A principal linha de investigação da Polícia Civil do Distrito Federal aponta que o técnico de enfermagem Marcos Vinícius Silva Barbosa de Araújo, 24 anos, seria um psicopata que matou três pacientes do Hospital Anchieta, em Taguatinga, por prazer. A afirmação foi feita pelo delegado Maurício Iacozzilli, da Coordenação de Repressão a Homicídios e Proteção à Pessoa do DF. Também foram presas as técnicas de enfermagem Marcela Camilly Alves da Silva e Amanda Rodrigues de Sousa, suspeitas de envolvimento nas mortes. As defesas ainda não foram localizadas.

Os três são investigados pelas mortes de Marcos Raymundo Fernandes Moreira, 33 anos, João Clemente Pereira, 63 anos, e Miranilde Pereira da Silva, 75 anos. A polícia suspeita que possam existir outros casos ligados aos envolvidos. Segundo o delegado, há indícios de que Marcos Vinícius manipulou as colegas para ajudá-lo, sendo que uma delas estava em seu primeiro emprego e a outra era sua amiga de longa data.

Imagens do hospital mostram as técnicas acompanhando a preparação e aplicação de medicamentos em doses incompatíveis com prescrições médicas, o que causou paradas cardíacas nos pacientes. Em um dos casos, uma técnica ficou observando sem intervir; em outro, a colega vigiou a porta durante a administração da substância. O delegado destaca que “nenhum médico receitaria aquilo” e que a dosagem aplicada é letal.

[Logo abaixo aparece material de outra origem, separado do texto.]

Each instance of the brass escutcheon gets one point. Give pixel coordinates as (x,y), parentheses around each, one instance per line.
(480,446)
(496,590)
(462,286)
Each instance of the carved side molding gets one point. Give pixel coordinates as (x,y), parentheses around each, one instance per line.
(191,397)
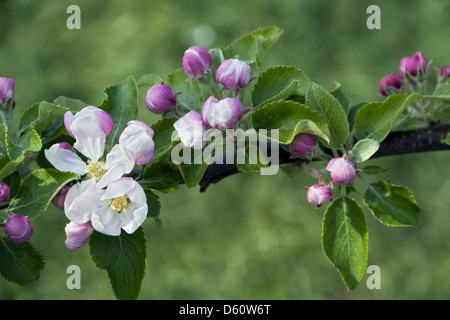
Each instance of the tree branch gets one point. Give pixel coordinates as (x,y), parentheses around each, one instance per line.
(396,143)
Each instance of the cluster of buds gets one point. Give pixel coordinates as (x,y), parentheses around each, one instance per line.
(341,170)
(413,71)
(18,228)
(217,112)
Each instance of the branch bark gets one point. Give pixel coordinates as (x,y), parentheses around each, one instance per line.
(396,143)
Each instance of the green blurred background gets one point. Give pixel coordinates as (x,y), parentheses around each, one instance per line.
(250,236)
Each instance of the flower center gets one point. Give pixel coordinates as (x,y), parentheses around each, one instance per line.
(120,203)
(96,169)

O delegado informou ainda que a versão de Marcos Vinícius mudou: inicialmente, disse agir sob estresse; depois, alegou pena das vítimas. “As justificativas não fecham”, disse Iacozzilli. Também está sendo investigada a comunicação entre os suspeitos, com laudos previstos para 15 a 20 dias.

Os três responderão por homicídio qualificado, com penas de 12 a 30 anos de prisão por crime. Após o inquérito, a polícia pretende verificar se o trio atuou em outros hospitais. As técnicas estão presas no presídio da Colmeia, enquanto Marcos Vinícius permanece na carceragem da Polícia Civil.